←back to thread

336 points mooreds | 1 comments | | HN request time: 0.216s | source
Show context
vessenes ◴[] No.44484424[source]
Good take from Dwarkesh. And I love hearing his updates on where he’s at. In brief - we need some sort of adaptive learning; he doesn’t see signs of it.

My guess is that frontier labs think that long context is going to solve this: if you had a quality 10mm token context that would be enough to freeze an agent at a great internal state and still do a lot.

Right now the long context models have highly variable quality across their windows.

But to reframe: will we have 10mm token useful context windows in 2 years? That seems very possible.

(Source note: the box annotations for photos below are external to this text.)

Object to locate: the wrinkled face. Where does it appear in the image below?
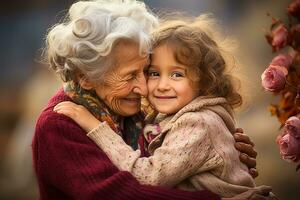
[94,43,149,116]
[147,45,198,114]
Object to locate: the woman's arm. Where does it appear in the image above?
[54,101,258,178]
[38,104,220,200]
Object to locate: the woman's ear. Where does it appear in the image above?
[76,74,93,90]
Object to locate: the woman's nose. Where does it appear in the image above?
[157,77,170,91]
[133,74,148,96]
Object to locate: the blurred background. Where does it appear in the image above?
[0,0,300,200]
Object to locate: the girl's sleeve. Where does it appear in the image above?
[88,113,216,187]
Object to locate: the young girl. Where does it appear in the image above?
[55,15,255,197]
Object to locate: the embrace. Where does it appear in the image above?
[32,0,276,200]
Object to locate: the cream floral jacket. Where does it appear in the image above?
[88,97,255,197]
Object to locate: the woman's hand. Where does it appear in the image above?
[233,128,258,178]
[222,185,278,200]
[53,101,100,133]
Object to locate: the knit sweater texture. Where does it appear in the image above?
[32,89,220,200]
[88,97,255,197]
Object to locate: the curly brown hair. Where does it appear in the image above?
[152,15,242,108]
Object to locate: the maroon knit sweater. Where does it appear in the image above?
[32,89,220,200]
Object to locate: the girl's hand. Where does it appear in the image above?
[222,185,278,200]
[233,128,258,178]
[53,101,100,133]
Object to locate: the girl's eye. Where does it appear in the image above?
[171,72,184,78]
[148,71,159,77]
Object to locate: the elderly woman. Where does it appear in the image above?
[32,0,269,199]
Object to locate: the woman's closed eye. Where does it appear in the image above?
[171,72,184,78]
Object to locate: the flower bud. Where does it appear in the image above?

replies(4): >>44484512 #>>44485388 #>>44486146 #>>44487909 #
nicoburns ◴[] No.44485388[source]
How long is "long"? Real humans have context windows measured in decades of realtime multimodal input.
replies(2): >>44487895 #>>44489678 #
1. vessenes ◴[] No.44489678[source]
I think there’s a good clue here to what may work for frontier models — you definitely do not remember everything about a random day 15 years ago. By the same token, you almost certainly remember some things about a day much longer ago than that, if something significant happened. So, you have some compression / lossy memory working that lets you not just be a tabula rasa about anything older than [your brain’s memory capacity].

Some architectures try to model this infinite, but lossy, horizon with functions that are amenable as a pass on the input context. So far none of them seem to beat the good old attention head, though.